The reason of the failure has something to do with the default buffer limit in a BufferedInputStream which you used to wrap the underlying file input stream. One way to fix this is to simply use:

val in = new FileInputStream(file)

and pass it to the request instead of the buffered input stream. The S3 Java Client is able to handle a FileInputStream without being constrained by any mark-and-reset limit.

However, in this case we recommend to use a simpler approach: you can directly specify the original file in the PutObjectRequest instead of specifying an input stream. The S3 Java Client will then figure out the optimal way to handle the file upload free of any mark-and-reset limit.

For completeness, suppose you had an input stream that is not associated with a file, it would still be NOT necessary to wrap it with a BufferedinputStream. Given an input stream in the request, the S3 Java Client will wrap it automatically as necessary.

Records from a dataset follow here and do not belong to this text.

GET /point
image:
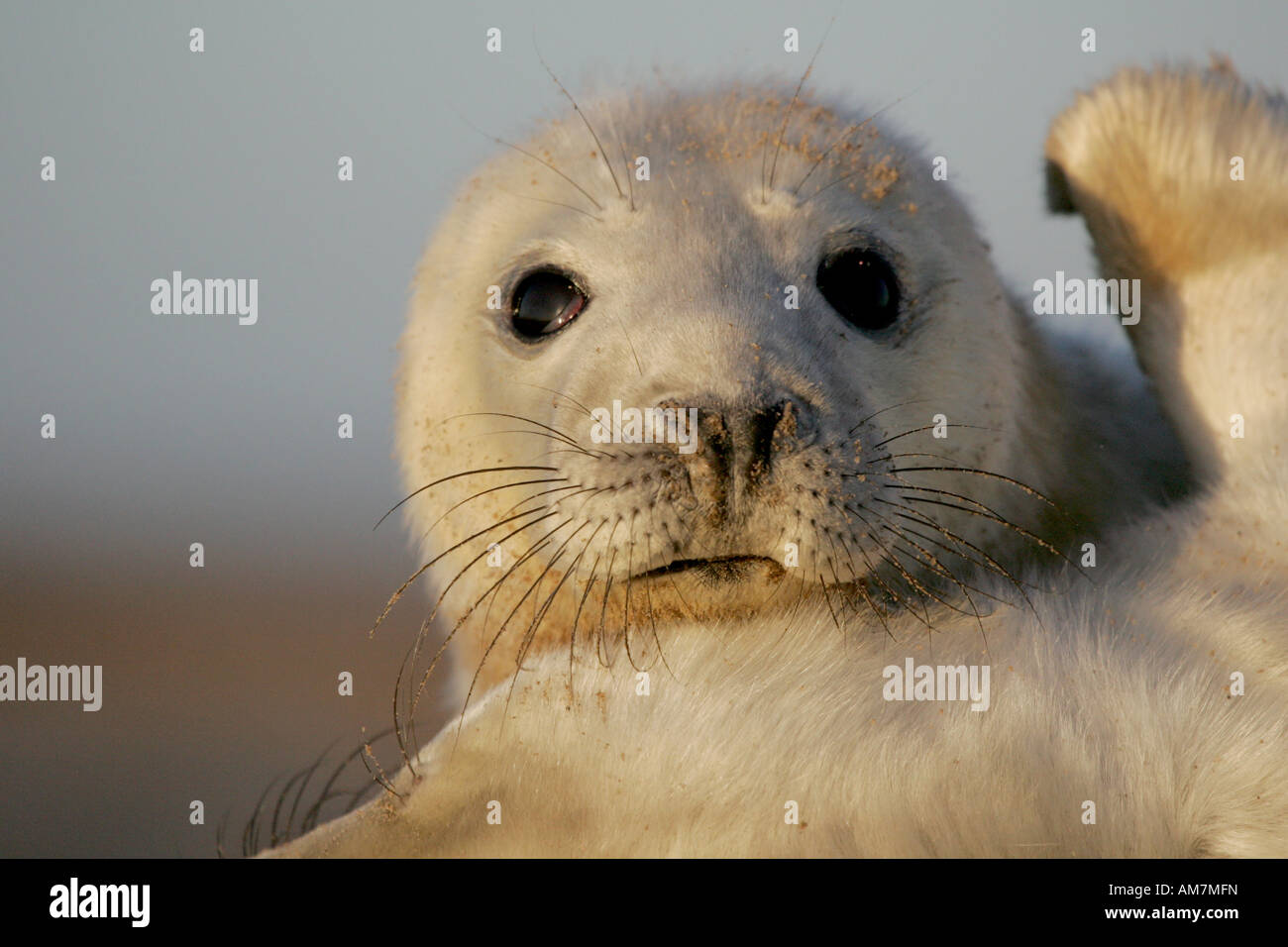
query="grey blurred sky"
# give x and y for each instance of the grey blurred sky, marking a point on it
(223, 163)
(179, 429)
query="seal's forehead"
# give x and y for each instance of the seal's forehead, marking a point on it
(738, 136)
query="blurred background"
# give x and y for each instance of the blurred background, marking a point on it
(179, 429)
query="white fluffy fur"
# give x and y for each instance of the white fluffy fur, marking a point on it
(1116, 688)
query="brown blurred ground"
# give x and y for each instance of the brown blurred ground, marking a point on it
(215, 682)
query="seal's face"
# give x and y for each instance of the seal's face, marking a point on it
(713, 392)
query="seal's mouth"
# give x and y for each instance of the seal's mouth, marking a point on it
(720, 570)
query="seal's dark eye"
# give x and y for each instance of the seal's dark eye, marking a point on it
(861, 286)
(544, 303)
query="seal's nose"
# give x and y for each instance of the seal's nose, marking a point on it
(739, 446)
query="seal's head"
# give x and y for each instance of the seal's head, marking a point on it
(711, 356)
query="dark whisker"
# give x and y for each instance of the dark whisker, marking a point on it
(583, 116)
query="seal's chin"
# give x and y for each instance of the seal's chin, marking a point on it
(724, 570)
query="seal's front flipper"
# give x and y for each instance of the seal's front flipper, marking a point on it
(1183, 179)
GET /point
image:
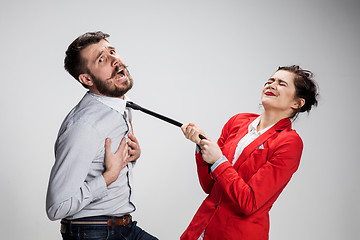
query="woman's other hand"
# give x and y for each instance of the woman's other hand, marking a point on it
(191, 132)
(210, 151)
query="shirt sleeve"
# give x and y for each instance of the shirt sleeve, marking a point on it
(69, 191)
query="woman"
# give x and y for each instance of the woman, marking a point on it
(253, 160)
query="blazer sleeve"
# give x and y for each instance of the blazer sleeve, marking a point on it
(268, 181)
(203, 168)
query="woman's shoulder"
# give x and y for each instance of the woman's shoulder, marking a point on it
(244, 116)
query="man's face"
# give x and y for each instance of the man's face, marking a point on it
(106, 70)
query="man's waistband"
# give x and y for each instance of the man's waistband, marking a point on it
(99, 220)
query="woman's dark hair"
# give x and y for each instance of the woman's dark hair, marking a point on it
(305, 87)
(73, 63)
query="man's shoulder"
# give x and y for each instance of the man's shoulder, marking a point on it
(90, 112)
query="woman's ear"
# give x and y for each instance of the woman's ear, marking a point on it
(299, 104)
(85, 78)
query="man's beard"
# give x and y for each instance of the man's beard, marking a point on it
(113, 91)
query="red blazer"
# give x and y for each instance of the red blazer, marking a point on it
(241, 196)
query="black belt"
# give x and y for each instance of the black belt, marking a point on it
(100, 220)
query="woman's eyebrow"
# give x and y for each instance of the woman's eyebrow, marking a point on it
(282, 81)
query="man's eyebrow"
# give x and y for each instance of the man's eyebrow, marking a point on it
(99, 55)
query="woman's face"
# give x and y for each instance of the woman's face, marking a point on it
(279, 93)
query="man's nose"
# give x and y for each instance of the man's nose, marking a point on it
(115, 60)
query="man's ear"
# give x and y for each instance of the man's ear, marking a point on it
(85, 78)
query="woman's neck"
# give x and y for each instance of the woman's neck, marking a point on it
(269, 118)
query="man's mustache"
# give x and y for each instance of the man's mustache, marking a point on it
(117, 68)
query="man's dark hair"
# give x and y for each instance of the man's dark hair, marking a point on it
(73, 62)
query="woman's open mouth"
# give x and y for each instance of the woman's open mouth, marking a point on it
(270, 94)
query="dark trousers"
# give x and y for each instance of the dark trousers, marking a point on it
(103, 232)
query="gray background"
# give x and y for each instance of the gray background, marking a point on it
(195, 61)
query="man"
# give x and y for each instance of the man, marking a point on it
(90, 186)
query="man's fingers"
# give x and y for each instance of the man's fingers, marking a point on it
(121, 146)
(132, 137)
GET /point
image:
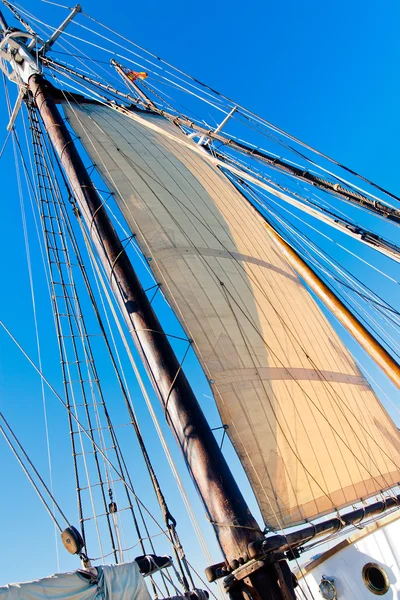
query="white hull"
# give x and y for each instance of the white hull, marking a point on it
(346, 565)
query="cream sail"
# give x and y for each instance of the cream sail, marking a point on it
(309, 431)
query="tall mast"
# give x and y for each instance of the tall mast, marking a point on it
(233, 523)
(226, 508)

In such case, however, you would need to set the "read limit" (which is the maximum buffer size that could be consumed) as suggested in the error message:

com.amazonaws.ResetException: Failed to reset the request input stream;  
If the request involves an input stream, the maximum stream buffer size can be configured
via request.getRequestClientOptions().setReadLimit(int)

Hope this makes sense.

Regards,
Hanson

@lolski
Copy link
Author

lolski commented May 10, 2015

Hi @hansonchar,

I have confirmed that on SDK version 1.9.33, the exact same error happens even when I use a FileInputStream instead of a BufferedInputStream instance.

However, specifying a File instance works with no problem.

Here's the code excerpt:

object S3TransferExample {
// in main class
def main(args: Array[String]): Unit = {
    ...
    val file = new File("/mnt/2gbfile.zip")
    val in = new FileInputStream(file)
    upload("mybucket", "mykey", in, file.length, "application/zip").waitForUploadResult
    ...
}

val awsCred = new BasicAWSCredentials("access_key", "secret_key")
val s3Client = new AmazonS3Client(awsCred)
val tx = new TransferManager(s3Client)

def upload(bucketName: String,  keyName: String,  inputStream: InputStream,  contentLength: Long,  contentType: String,  serverSideEncryption: Boolean = true,  storageClass: StorageClass = StorageClass.ReducedRedundancy ):Upload = {
  val metaData = new ObjectMetadata
  metaData.setContentType(contentType)
  metaData.setContentLength(contentLength)

  if(serverSideEncryption) {
    metaData.setSSEAlgorithm(ObjectMetadata.AES_256_SERVER_SIDE_ENCRYPTION)
  }

  val putRequest = new PutObjectRequest(bucketName, keyName, inputStream, metaData)
  putRequest.setStorageClass(storageClass)
  putRequest.getRequestClientOptions.setReadLimit(100000)

  tx.upload(putRequest)

}
}

@hansonchar
Copy link
Contributor

Hi @lolski,

If you looked at the release note of 1.9.34, you will see there is a bug fix exactly on this related to FileInputStream. Please give that a try when you got a chance.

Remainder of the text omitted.